With the addition of ethanol to wax gourd extract and by acetic fermentation, 5.0% acidity vinegar was produced. After putting 10% extract(10% concentration) of Chrysanthemum zawadskii in this, and by dissolving shell, Chrysanthemum zawadskii-pearl vinegar was produced. When a 1% of ark shell, oyster shell, or ear shell was added to wax gourd vinegar, 95.6~98.4% of the shell dissolved, and when a 2% content of shell was added, 97.2~98.4% was dissolved. The acidity of vinegar which dissolved 1% shell was pH 3.0~3.17, and the acidity of vinegar which dissolved 2% shell was pH 1.11~ 1.20. The pH values of vinegar which dissolved 1%, and 2% shell contents were 4.54~4.55, and 4.86~4.95, respectively. When 1% shell was dissolved, the acidity was higher than that of commercial vinegar, with a high pH value and low level of free acid. This shows that when Chrysanthemum zawadskii 1% is added during acetic acid fermentation, the inhibition was 44.4%, and 22.2% respectively. In this regard, Chrysanthemum zawadskii should be added after the fermentation of acetic acid.
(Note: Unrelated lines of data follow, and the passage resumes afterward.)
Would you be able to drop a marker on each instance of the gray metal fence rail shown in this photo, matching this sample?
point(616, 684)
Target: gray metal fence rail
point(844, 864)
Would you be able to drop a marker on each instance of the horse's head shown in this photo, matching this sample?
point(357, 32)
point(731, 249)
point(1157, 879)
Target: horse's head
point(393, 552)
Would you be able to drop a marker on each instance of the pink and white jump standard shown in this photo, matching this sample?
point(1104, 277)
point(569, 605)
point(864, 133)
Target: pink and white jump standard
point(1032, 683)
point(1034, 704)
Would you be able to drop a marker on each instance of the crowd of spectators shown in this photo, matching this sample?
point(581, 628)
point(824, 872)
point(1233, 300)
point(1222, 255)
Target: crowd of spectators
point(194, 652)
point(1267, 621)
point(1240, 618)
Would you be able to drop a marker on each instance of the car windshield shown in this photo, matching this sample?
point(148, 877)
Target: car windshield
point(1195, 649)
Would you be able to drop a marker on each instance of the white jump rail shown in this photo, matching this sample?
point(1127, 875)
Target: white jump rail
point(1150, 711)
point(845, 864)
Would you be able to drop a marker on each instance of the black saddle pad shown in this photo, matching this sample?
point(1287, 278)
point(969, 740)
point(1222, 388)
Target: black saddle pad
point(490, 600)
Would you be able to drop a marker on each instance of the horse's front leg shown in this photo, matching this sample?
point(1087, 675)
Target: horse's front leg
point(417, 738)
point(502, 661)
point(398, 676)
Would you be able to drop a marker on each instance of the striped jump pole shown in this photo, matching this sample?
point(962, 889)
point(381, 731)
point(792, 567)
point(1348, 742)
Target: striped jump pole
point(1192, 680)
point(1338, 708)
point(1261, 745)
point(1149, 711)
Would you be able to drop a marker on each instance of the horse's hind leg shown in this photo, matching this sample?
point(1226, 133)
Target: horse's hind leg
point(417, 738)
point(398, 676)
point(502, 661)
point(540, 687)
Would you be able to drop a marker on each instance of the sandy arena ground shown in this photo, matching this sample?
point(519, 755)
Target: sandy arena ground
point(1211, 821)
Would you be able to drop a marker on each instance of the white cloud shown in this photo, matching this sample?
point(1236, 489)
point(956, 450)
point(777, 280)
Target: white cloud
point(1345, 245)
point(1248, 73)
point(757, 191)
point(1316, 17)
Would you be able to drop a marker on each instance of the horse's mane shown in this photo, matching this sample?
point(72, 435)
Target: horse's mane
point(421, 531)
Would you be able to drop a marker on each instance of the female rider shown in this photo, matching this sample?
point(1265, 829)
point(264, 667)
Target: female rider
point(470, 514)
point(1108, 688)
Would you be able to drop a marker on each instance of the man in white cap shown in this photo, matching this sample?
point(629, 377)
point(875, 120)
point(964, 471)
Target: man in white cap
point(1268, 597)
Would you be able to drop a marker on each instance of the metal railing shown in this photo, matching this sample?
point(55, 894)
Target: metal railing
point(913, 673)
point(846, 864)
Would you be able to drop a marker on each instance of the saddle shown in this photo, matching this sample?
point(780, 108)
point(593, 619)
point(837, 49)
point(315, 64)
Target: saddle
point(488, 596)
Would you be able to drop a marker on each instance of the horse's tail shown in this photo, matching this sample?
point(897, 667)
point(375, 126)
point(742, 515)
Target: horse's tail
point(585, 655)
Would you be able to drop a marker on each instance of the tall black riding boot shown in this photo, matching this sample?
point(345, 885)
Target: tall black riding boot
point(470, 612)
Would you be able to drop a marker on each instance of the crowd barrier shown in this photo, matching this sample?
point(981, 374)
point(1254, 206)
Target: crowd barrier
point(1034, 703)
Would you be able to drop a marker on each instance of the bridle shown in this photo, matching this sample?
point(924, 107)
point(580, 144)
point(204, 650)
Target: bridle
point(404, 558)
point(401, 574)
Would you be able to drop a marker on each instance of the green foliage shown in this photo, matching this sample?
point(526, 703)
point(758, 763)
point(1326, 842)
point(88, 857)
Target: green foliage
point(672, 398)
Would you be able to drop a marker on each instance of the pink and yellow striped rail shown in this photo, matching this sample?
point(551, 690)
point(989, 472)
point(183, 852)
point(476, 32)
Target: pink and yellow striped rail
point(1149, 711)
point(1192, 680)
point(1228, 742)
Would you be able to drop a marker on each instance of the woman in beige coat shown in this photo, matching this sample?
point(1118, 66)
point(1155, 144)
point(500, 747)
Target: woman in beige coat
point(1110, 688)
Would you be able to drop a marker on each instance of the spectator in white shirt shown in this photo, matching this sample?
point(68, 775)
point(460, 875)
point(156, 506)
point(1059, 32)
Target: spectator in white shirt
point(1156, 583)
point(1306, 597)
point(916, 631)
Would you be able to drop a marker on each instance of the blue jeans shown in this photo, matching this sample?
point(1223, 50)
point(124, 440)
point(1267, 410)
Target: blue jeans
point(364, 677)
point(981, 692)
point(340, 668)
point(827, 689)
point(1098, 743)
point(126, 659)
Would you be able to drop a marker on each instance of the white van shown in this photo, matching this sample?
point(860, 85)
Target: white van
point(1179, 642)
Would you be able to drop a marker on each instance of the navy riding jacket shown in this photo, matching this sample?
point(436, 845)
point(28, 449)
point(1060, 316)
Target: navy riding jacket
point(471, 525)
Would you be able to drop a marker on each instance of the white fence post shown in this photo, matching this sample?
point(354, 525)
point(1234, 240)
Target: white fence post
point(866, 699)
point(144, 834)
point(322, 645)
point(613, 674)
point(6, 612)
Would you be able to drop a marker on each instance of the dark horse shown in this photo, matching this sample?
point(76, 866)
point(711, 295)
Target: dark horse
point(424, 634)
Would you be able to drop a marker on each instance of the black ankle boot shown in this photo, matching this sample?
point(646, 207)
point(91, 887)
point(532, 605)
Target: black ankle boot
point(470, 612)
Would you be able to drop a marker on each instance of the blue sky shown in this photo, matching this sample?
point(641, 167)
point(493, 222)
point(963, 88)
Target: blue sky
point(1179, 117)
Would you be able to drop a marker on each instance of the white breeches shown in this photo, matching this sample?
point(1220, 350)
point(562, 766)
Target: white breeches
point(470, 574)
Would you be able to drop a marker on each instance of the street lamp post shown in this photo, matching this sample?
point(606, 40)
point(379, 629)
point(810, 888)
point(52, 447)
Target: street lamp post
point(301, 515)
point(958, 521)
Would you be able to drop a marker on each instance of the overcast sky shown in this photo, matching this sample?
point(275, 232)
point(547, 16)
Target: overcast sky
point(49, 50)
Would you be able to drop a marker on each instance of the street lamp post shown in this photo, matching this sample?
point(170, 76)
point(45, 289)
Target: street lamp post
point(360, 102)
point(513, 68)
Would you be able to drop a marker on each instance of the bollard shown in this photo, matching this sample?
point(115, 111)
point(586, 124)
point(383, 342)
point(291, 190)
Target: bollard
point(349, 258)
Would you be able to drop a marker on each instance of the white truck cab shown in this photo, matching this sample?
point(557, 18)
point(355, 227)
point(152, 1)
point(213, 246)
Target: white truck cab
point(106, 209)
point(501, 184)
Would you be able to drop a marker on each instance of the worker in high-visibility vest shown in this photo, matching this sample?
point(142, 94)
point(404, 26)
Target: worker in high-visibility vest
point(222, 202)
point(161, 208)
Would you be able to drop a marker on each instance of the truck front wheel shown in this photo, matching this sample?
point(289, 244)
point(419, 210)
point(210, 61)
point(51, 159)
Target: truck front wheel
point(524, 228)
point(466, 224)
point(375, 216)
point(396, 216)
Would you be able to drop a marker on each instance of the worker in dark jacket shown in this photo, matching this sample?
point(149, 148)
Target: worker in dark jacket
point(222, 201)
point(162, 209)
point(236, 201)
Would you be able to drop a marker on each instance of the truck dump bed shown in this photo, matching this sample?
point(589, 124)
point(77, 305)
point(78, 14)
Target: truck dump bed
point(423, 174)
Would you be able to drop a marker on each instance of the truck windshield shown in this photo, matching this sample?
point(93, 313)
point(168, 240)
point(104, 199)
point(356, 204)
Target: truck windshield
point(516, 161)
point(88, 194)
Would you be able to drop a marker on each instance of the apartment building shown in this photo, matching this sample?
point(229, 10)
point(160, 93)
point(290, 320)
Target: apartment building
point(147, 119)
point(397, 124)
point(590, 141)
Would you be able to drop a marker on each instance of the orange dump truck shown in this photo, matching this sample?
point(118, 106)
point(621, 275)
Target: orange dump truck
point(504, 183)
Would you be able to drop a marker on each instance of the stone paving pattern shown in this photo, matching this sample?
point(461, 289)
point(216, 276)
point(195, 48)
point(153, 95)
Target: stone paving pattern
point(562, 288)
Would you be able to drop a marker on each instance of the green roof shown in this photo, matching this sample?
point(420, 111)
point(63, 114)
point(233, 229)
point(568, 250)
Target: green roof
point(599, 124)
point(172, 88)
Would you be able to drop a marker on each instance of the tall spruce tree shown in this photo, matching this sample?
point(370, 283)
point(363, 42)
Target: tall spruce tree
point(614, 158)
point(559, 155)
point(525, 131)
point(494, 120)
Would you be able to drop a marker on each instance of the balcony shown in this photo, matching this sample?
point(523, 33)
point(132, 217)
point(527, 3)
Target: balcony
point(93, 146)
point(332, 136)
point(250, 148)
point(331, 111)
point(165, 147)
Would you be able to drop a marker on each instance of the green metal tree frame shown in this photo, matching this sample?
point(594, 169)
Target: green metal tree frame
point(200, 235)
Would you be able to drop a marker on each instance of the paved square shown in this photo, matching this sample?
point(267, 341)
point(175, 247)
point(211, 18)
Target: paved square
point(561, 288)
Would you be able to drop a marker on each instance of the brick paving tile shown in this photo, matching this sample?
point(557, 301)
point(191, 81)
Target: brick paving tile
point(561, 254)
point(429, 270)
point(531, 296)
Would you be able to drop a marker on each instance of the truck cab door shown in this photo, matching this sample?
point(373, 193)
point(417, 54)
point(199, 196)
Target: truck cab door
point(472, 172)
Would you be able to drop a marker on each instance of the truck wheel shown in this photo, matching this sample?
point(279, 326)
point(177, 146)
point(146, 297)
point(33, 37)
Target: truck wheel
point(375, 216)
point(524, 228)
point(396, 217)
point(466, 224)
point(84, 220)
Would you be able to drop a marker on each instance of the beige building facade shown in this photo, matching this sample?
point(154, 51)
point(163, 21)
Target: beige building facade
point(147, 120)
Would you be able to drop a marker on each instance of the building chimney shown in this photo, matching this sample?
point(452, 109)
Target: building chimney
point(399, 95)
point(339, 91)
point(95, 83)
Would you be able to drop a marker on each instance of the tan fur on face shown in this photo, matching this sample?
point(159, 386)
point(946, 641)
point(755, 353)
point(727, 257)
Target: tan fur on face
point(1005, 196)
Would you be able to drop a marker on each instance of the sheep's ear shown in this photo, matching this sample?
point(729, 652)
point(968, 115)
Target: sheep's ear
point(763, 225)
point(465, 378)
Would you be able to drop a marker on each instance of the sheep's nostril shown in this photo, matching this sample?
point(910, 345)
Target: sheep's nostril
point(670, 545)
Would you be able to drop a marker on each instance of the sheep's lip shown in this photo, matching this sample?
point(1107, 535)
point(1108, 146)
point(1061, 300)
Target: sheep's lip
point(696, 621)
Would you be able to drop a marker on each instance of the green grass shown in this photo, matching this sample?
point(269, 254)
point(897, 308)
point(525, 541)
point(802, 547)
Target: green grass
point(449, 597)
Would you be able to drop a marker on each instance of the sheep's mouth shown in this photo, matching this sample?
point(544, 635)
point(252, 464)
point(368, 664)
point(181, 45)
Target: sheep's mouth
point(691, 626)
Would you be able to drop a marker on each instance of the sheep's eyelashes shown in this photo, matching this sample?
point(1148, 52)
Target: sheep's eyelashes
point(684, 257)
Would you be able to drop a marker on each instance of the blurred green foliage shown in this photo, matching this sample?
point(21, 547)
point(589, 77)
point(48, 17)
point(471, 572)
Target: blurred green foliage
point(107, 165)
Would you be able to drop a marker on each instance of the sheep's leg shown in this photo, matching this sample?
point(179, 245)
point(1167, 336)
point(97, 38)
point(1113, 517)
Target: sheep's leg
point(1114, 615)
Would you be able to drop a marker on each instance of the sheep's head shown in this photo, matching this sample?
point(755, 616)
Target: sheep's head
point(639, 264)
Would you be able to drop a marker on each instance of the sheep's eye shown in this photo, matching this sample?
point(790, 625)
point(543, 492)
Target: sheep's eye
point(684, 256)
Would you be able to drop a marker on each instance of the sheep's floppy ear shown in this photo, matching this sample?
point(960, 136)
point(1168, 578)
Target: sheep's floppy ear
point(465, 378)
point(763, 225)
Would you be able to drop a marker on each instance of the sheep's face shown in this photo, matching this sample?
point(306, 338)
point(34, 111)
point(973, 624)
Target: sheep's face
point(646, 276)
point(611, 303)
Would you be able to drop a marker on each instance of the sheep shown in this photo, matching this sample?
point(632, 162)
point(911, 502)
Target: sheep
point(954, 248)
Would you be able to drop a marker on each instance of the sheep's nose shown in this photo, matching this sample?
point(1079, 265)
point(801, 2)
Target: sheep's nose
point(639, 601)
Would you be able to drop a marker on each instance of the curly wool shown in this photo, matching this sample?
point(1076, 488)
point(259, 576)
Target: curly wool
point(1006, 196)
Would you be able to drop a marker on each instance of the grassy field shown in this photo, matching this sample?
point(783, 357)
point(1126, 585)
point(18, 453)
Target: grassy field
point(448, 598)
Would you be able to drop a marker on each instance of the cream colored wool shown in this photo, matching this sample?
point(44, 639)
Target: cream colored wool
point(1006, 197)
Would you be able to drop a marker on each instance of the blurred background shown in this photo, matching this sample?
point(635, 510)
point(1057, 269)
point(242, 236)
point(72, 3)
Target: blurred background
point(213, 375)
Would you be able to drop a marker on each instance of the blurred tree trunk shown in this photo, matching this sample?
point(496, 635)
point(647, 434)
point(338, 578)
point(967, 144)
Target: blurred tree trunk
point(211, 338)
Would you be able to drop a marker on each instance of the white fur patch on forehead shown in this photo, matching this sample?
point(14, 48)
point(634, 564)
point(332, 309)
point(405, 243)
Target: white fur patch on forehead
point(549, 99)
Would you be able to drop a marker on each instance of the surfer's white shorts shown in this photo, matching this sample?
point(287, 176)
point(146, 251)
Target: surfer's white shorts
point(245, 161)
The calcium content of 1% shell vinegar is 0.4%, and that of 2% vinegar is 0.78%. Non-heated native wax gourd shows an angiotensin converting enzyme inhibition rate of 21.7%, an antioxidant activity of 5.23%, and a tyrosinase inhibition rate of 5.5%. In the case of heated-extracted wax gourd, the angiotensin converting enzyme inhibition rate was 16.1%, superoxide dismutase activity was 20.5%, antioxidant activity was 23.2%, and the tyrosinase inhibition rate was 7.1%. Also, in the case of Chrysanthemum zawadskii, the angiotensin converting enzyme inhibition rate was 28.8%, the xanthine oxidase inhibition rate was 28.2%, the superoxide dismutase activity was 14.5%, the antioxidant activity was 3.2%, and the tyrosinase inhibition rate was 9.2% Data also revealed that when a 10% sample of the heated-wax gourd extract was added to A549 human lung cancer epithelial cells of, the number of cancer cells declined by 80% in 72 hours, When a 10% native extract was added, the number of cells declined by, 74% in 48 hours, and when a heated-extract of Chrysanthemum zawadskii was added, 100% of the cells died after 72 hours.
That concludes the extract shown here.